簿記のスペシャリストによるこっそり裏講義

 皆さん、こんにちは!
簿記講座担当の小野です。
はやく暖かくならないかなぁ。

 今年もこの時期になりました。確定申告です。自営業の方はもちろん、会社勤めの方もサラリー以外の稼ぎがあったりする場合には確定申告をしなければなりません。ただ、毎年変わる税金のルール。なかなか難しいですよね? でも、世の中、少しずつ増税のほうに向かっていますから、自分にとってどんな変化があるのか押さえておきたいですよね!
 
そもそも税金ってどうやって計算しているのでしょうか?
ざっくり言うと、収入(総支給額です)から経費を引いて、さらに配偶者控除などのいくつかの控除を引いて、残った金額に税率を掛けて、納める税金の額を計算します。つまり、
 ・仕事をするために必要な経費
 ・生活するために必要な控除
が認められていて、収入からそれらを引いた残り(個人の利益みたいなものですね)に、税金がかけられるということ。
収入から引けるのが、経費といろんな控除の2種類があるっていうのがポイントで、自分にとって、どんな項目を引けるのか、いくらぐらい引けるのかをチェックするのがポイントです。2019年分についてはあまり変化がありませんが、2020年分からまたいくつか変わるので、ちょっと意識しておきましょう!

 経費の部分で注目する点は、会社勤めの方なら給与所得控除、自営業の方なら青色申告控除です。
会社勤めの方の場合、もらった給料から引く経費相当額を給与所得控除っていうんですが、
 ・昔は給料に比例して上限なしだった →給料が多くなれば経費も多くなるってコト。
 ・平成25年から年収1,500万円以上の方の場合、経費245万円が上限。
  →年収1,500万円以上の方は増税。でも私たち庶民には関係ないか…。
 ・平成28年から年収1,200万円以上だと、経費は230万円が上限。
 ・平成29年から年収1,000万円以上だと、経費220万円が上限 
  →まだまだ庶民には関係ないか…。
 ・令和2年から年収850万円以上の方の場合、経費195万円が上限。
  →むむむむ! そのうち年収500万円以上だと、経費の上限ありなんて世界になる?
という変化があります。増税される層が厚くなっていく予感が…。

 自営業の方も、経費という扱い(青色申告特別控除)で、最低65万円を引くことができましたが、これが来年から55万円に減らされる。経費が10万円減っちゃうので、その分儲けが増えるから増税になっちゃうわけです。
ただし、年収2,600万円以下だったら、生活に必要な控除の1つの基礎控除っていう項目で10万円多く引けるようになるので、結局変わりません。
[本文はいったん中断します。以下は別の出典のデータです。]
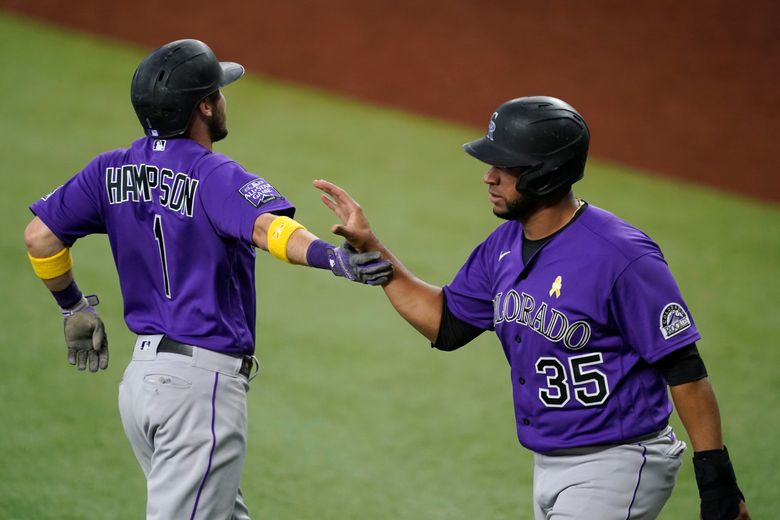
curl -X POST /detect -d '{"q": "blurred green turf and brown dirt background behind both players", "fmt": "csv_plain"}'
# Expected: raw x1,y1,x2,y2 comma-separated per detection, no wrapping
0,0,780,520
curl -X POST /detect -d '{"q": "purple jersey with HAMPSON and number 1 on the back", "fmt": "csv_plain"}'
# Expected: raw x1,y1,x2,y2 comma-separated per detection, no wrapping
30,138,295,354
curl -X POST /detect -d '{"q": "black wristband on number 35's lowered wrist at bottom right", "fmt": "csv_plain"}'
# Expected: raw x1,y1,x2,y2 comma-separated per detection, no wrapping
693,446,745,520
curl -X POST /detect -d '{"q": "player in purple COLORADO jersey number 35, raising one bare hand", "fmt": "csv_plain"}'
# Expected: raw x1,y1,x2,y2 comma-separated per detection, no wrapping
315,97,749,520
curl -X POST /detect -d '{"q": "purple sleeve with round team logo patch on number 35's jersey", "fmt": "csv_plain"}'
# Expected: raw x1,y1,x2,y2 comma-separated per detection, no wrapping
609,252,701,363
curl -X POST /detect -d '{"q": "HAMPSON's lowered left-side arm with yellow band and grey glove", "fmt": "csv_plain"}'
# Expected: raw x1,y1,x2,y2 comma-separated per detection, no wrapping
24,217,108,372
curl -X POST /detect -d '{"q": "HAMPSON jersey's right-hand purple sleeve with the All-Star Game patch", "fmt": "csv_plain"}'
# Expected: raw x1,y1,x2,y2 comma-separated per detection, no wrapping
201,161,295,245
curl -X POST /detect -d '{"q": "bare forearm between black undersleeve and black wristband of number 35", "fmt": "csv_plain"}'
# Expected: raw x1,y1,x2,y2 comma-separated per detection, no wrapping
670,377,723,452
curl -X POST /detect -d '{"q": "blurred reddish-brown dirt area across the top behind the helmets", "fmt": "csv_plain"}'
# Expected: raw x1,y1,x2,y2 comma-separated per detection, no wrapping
0,0,780,202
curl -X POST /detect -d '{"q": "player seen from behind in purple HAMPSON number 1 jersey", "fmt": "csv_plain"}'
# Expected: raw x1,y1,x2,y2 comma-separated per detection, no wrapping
25,40,392,520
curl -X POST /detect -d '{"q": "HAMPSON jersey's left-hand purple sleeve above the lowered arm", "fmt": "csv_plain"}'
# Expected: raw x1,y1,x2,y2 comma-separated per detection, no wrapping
30,156,106,247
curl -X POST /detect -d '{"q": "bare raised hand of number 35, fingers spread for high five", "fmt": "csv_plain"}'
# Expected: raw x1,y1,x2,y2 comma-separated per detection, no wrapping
312,179,379,251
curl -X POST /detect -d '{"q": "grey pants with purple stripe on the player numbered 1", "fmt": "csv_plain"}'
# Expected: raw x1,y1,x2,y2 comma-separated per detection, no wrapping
119,335,249,520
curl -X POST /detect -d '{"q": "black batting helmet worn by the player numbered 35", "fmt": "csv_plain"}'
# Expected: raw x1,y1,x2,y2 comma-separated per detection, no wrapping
463,96,590,197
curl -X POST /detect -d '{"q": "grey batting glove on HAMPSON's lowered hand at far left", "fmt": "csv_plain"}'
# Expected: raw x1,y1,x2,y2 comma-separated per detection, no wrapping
62,294,108,372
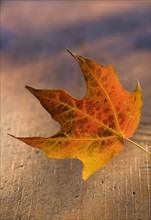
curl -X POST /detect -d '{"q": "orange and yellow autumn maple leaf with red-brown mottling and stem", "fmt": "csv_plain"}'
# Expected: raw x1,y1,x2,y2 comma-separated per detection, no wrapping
9,49,151,180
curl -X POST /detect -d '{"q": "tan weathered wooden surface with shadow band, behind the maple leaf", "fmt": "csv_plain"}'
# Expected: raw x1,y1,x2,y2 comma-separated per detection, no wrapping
0,1,151,220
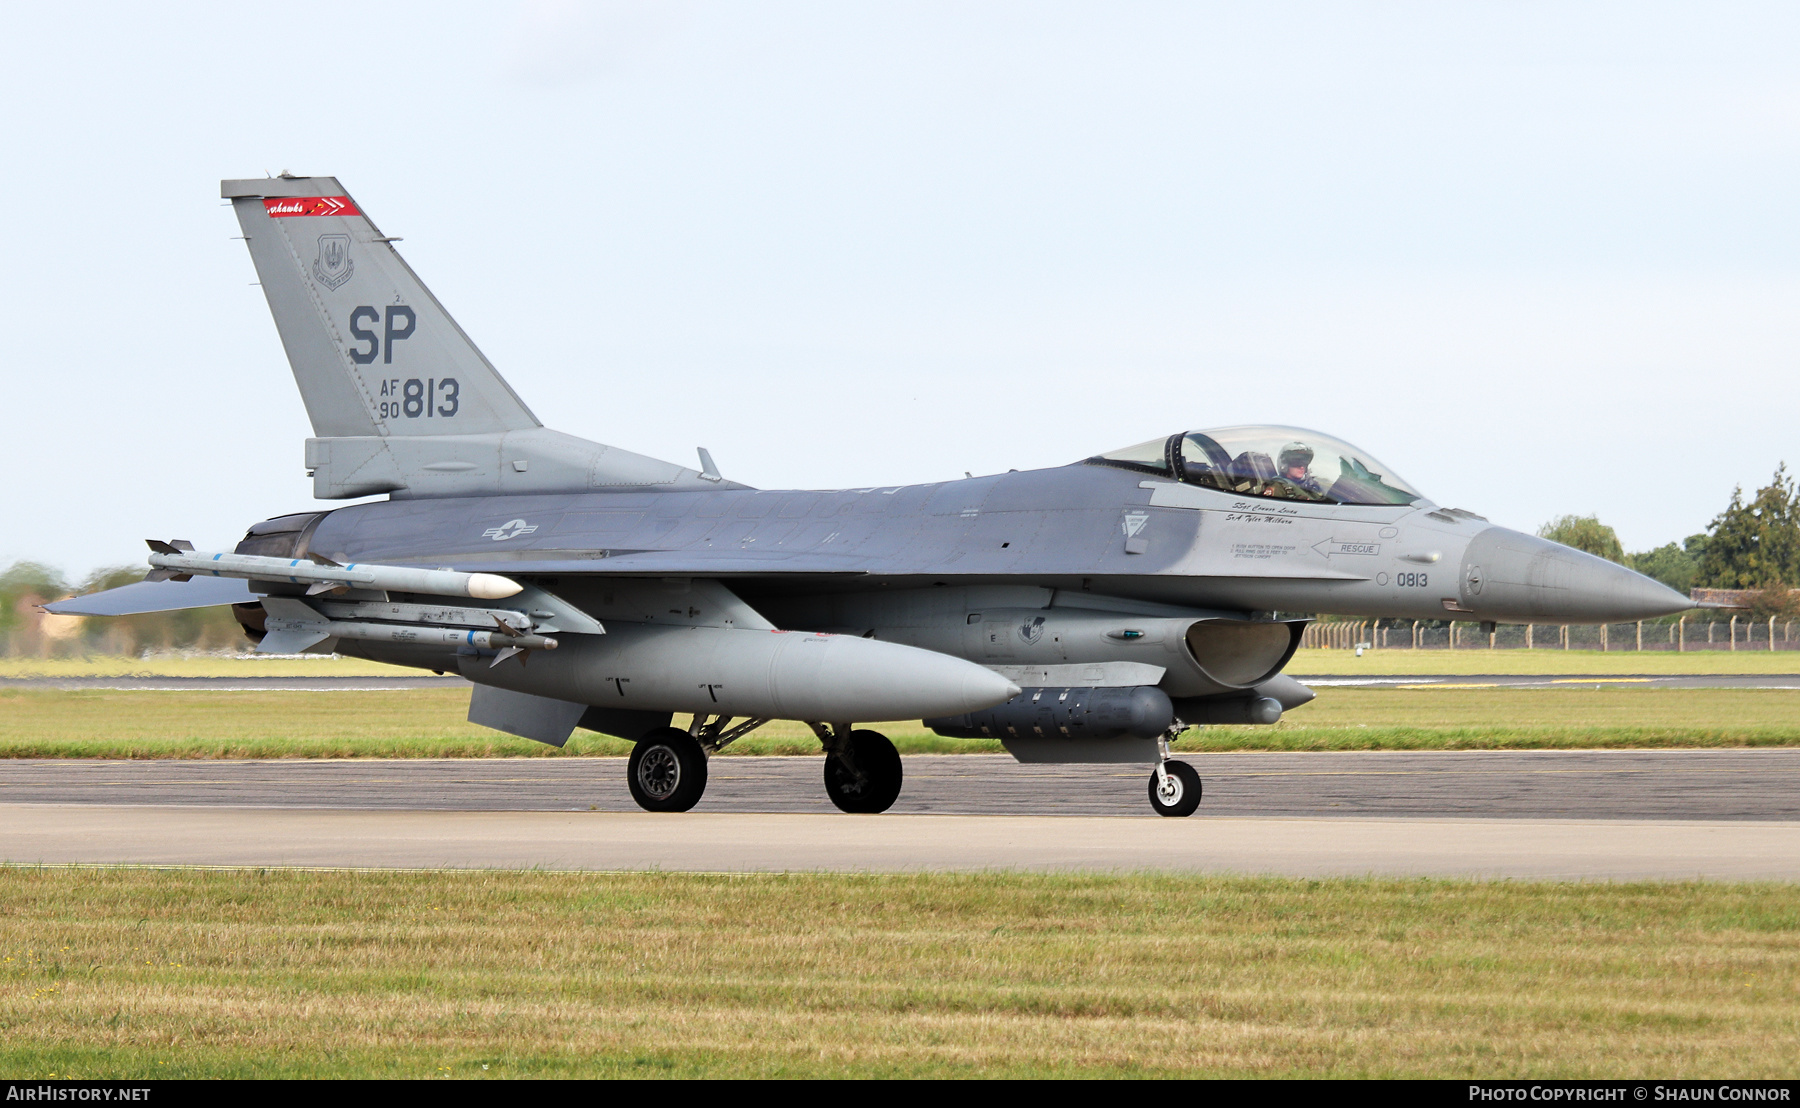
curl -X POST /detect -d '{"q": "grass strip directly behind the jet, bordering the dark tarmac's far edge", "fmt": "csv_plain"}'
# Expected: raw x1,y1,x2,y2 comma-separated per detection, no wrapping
0,684,1800,757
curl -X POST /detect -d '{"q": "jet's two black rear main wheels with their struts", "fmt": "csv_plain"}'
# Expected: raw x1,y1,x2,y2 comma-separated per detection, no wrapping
625,716,904,815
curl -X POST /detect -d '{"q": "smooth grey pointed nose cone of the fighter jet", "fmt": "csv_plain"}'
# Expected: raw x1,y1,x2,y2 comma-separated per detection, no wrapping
1460,527,1694,622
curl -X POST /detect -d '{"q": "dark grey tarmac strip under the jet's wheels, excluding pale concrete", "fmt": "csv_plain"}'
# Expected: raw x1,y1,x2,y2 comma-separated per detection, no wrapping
0,748,1800,822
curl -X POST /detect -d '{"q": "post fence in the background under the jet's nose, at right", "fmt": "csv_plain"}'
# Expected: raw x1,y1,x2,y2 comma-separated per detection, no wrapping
1300,615,1800,653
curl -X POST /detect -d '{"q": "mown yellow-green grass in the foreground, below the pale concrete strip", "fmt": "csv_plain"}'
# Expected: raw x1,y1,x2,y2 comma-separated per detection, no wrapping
0,867,1800,1079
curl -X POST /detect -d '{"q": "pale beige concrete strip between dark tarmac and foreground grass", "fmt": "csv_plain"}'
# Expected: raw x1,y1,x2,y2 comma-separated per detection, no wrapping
0,804,1800,881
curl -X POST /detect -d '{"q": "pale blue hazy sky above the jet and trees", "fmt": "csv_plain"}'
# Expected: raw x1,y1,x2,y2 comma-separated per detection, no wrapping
0,0,1800,577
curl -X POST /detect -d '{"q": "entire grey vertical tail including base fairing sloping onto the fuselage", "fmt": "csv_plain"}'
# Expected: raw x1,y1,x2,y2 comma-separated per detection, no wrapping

 要は、年収850万円以上の給与所得者と、年収2,600万円以上の自営業者が増税と言うことです。むむっ、ちょっと不公平(^^;)…。

 投資のほうでもちょっと注意すべき点があります。実質的に同じような投資でも、やり方を変えると税金が変わることがあるという点です。
例えば外貨投資。銀行で外貨預金をして儲かったら、その儲けは給料など他の収入に加算されて、累進税率で課税されます。高給の人が外貨預金で儲かったら、その儲けの40~50%を税金として払うこともあります。
 一方、FXで外貨投資をすれば、給料などとは関係なく、FXの儲けの20%だけを納税すればいいんです。外貨でも受けるのはとても難しいけど、外貨預金をFXに変更するのはとても簡単。つまり、税金のことを知るのは投資の収益率を高める必須の手段だったりするということを知っておいて損はないってことです。

 税は複雑怪奇です。だけど、仕事や投資など、今、自分が関わっていることに関する税金のルールだけは知っておいて損はありませんね。